A key Japanese economic policy panel has urged the Japanese government to cut the rate of corporate tax and relax foreign investment restrictions to prevent a slide in the nation's business competitiveness.

In its recently completed report on the Japanese investment environment, the panel noted that Japan's corporate tax, at almost 40%, remains the highest in the thirty-member Organisation for Economic Cooperation and Development (OECD), and stands as a major hurdle to investment.

The report, which was due to be submitted to the government on Tuesday, also implored the government to remove legal and tax barriers that prevent higher levels of foreign investment in Japan, for example by clarifying and simplifying M&A rules.

Current law allows domestic firms to adopt defensive measures such as a so-called "poison pill" to prevent foreign takeovers. This tactic was recently upheld by the Japanese Supreme Court in the case of sauce maker Bull-Dog, which was the subject of a takeover bid from US hedge fund Steel Partners.

The report also highlighted laws which prevent foreign investment in certain enterprises on grounds of national defence as damaging to interests of the economy. Such laws were recently invoked when the British hedge fund The Children's Investment Fund Management (TCI) recently attempted to double its stake in Electric Power Development Co. (also known as J-Power).

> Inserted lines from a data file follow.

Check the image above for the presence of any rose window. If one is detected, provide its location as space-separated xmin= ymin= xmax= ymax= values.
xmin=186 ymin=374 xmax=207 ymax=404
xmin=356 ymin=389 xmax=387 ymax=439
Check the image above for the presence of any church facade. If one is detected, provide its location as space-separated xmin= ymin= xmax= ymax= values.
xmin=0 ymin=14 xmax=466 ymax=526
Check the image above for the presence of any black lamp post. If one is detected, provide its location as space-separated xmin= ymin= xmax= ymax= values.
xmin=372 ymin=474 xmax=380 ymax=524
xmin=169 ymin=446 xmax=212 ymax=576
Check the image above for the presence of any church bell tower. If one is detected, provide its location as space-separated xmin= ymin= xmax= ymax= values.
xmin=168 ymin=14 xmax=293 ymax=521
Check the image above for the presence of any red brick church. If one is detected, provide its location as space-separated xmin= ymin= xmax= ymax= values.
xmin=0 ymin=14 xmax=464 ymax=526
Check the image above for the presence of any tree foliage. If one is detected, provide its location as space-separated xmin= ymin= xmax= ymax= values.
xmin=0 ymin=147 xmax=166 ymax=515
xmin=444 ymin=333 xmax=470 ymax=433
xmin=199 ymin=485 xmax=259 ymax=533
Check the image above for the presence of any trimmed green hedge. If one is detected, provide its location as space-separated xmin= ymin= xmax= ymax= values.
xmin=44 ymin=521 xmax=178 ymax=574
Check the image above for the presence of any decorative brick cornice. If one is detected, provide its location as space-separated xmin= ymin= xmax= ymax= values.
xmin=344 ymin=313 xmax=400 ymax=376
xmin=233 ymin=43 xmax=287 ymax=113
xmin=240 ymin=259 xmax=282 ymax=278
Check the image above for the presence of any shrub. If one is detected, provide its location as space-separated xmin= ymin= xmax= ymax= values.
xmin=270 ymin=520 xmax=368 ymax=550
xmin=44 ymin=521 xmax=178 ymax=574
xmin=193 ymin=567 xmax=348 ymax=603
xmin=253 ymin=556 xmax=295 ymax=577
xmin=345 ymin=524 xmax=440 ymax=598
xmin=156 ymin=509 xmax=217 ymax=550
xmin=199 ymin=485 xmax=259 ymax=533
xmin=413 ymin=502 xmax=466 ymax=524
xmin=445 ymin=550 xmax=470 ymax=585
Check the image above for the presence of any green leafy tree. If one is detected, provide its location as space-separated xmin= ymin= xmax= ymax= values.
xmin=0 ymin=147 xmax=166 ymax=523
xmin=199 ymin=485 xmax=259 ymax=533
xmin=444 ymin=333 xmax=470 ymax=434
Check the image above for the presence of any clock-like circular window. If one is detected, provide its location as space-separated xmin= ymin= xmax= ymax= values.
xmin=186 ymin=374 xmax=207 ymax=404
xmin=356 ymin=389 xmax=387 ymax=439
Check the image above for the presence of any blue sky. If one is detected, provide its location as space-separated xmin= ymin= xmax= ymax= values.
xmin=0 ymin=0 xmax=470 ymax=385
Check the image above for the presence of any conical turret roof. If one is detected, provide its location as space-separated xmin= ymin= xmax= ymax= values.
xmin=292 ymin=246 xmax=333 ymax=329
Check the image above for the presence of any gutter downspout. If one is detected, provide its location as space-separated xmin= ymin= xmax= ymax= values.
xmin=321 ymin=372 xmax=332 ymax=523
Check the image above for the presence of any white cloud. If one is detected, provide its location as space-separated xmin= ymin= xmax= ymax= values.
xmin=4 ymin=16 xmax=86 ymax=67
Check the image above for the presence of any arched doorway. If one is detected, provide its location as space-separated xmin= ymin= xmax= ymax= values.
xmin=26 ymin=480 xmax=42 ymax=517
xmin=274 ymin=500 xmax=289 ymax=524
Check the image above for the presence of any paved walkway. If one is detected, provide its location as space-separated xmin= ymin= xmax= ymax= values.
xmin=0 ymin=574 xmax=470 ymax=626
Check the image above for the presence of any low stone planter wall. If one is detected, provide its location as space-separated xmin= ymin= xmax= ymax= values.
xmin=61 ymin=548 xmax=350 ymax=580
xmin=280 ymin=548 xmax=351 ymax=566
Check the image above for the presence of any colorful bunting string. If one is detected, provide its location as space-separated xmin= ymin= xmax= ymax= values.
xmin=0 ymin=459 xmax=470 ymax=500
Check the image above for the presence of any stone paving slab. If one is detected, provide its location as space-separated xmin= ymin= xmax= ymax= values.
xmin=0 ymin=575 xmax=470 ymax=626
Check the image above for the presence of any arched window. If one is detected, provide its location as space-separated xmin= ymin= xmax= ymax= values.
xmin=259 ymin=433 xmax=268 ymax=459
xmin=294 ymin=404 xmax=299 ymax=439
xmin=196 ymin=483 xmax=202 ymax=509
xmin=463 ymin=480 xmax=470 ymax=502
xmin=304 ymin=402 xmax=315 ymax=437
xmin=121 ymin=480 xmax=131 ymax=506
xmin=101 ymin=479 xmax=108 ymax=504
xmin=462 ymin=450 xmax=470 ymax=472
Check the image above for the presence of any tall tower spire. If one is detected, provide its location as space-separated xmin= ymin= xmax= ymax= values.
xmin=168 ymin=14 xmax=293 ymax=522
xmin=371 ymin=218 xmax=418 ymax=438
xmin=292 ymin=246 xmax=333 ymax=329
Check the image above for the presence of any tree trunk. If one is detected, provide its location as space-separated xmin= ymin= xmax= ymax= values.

According to data compiled by the OECD, Japan lags way behind its major competitors in terms of attracting foreign investment, with FDI accounting for just 3% of its GDP last year, compared with almost 45% in the UK, 33% in France and 13.5% in the US at the end of 2006.

The Japanese government is aiming to boost FDI as a percentage of the economy to 5% by the end of 2010, and has charged the council, which was launched in January, with studying ways in which foreign investment can be boosted.

The panel's chairman, Haruo Shimada, the president of Chiba University of Commerce near Tokyo, believes that some of the proposals could be incorporated in the government's next set of annual policy guidelines, due to be compiled next month.

But with the government heavily in debt and looking at ways to raise rather than cut revenues, it remains doubtful that a cut in corporate tax will feature highly on its agenda.